I would love to hear your thoughts on the results and if you took part, would like to hear your experiences on your week! A few months on, are you still reducing your waste or have old habits slipped back in?
Hi Mrs Green,
Surveys from the Zero Waste Week are useful in improving future performance, since the more people including traders, are involved the bigger the response. The 50% reduction in landfill from the hundreds who replied is an excellent achievement. Incentives might help increase the numbers next time as well as the natural improvement with experience. The findings gel with our various experiences which indicates the truthful basis for the survey and our trend.
Despite our own achievements it has to be said that many others are less inclined towards Zero Waste, including family and friends. Yesterday such a situation resulted when I was presented with a box of toffees and a cake box, the latter due to Sunday shopping where most local bakers are closed.
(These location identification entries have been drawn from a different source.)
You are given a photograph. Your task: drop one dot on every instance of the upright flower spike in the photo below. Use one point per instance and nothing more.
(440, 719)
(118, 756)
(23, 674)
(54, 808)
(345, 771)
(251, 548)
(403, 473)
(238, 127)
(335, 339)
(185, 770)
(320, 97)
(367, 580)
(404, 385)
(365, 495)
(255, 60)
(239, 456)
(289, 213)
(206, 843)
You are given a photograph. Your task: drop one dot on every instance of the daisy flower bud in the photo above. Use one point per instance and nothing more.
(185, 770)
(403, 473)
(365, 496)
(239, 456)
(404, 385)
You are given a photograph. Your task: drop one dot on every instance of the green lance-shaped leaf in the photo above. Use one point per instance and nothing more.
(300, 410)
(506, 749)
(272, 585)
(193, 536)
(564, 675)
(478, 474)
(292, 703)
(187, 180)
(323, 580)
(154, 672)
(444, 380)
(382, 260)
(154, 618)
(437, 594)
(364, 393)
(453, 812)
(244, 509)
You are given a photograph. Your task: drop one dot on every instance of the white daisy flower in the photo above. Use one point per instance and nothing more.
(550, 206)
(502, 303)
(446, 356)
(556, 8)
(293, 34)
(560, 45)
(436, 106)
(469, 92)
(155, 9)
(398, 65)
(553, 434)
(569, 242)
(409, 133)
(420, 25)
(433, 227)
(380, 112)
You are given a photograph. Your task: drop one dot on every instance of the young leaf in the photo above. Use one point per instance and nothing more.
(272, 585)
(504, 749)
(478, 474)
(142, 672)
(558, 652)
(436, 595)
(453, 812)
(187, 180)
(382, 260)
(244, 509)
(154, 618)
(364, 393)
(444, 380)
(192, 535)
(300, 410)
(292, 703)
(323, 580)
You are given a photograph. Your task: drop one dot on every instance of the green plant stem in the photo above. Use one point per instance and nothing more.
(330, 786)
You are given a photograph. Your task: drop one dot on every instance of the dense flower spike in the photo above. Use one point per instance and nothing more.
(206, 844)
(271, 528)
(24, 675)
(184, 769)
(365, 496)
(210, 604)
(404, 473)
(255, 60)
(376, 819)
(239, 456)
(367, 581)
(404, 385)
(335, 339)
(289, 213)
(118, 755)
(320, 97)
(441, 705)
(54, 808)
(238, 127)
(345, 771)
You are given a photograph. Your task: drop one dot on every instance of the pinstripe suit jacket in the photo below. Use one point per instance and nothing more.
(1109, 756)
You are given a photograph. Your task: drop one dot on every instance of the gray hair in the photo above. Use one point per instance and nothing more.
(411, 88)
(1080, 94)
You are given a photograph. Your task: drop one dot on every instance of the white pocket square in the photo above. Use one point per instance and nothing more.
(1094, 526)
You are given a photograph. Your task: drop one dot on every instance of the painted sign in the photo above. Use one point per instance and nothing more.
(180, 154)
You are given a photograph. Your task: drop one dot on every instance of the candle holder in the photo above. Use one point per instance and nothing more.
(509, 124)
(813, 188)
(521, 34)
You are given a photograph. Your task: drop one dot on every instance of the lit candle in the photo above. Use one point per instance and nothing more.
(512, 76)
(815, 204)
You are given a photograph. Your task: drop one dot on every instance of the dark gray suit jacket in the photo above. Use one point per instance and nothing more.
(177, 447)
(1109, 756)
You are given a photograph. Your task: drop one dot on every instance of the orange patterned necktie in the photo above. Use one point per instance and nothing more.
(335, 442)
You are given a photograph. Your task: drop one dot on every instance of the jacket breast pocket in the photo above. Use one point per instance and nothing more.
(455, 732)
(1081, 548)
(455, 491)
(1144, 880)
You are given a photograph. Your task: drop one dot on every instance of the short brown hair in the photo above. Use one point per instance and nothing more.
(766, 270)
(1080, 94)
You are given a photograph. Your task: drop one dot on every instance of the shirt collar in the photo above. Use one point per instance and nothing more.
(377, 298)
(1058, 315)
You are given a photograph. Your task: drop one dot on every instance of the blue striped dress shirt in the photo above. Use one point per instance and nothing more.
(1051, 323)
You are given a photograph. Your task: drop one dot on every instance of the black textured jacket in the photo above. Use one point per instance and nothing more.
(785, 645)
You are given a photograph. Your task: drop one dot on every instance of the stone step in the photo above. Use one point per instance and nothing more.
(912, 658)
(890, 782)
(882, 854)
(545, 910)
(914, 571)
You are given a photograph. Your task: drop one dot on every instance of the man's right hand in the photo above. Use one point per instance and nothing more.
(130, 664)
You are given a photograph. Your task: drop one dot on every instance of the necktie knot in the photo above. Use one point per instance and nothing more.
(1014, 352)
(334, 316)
The cakes were shared out for the family visitors and toffees opened later. This will raise the quarter waste total a bit but is not a threat to the 5 year target, if prevented in future. Gifts of sweets are a particular problem, best avoided, while home baking can provide cakes for Sunday visits.
Hi John, I think the results were so promising, but I fear nothing will get done with them. They stated that the 60% target could be easily achievable, and in the same week a story is in our local paper about ANOTHER proposed site for an incinerator.
An incinerator still remains the ‘easy option’ rather than re-educating people and putting better recycling facilities into place.
Hi Mrs Green,
The incinerator projects will continue, until better alternatives are established. New Earth Solutions, on LetsRecycle today, initiated projects for pyrolysis and gasification as renewable energy sources. This is a pioneering effort to test safety and environmental aspects, with the prospect of expansion to its other sites throughout the country. If successful, EfW will be eclipsed as a non-renewable source of energy, with environmental hazards.
In Corby, children were born with severe birth defects, hand development was the main side-effect, arguably over toxic waste exposure from a disused coal plant which was landscaped by the local council. The council are appealing against a court decision which laid blame at their negligence in creating clouds of toxic dust over the nearby community. The whole episode just highlights the toxic waste issue which comes with EfW.
John, the story of children in Corby is devastating; is it resolved yet or is this a new story? I’d not heard of it until you mentioned it.
Hi Mrs Green,
The Council have appealed the decision against them, which is their right. The story is a long-running campaign by the affected families lasting possibly decades. This was before toxic waste, from EfW, became an issue since coal burning produces its own type of toxic waste needing separate landfilling/burial?
The accidental release of this toxic dust cloud, derived from coal burning, highlights the risks in longterm storage of such material. Far better to find alternative ways of dealing with municipal waste which do not produce this unwanted endproduct.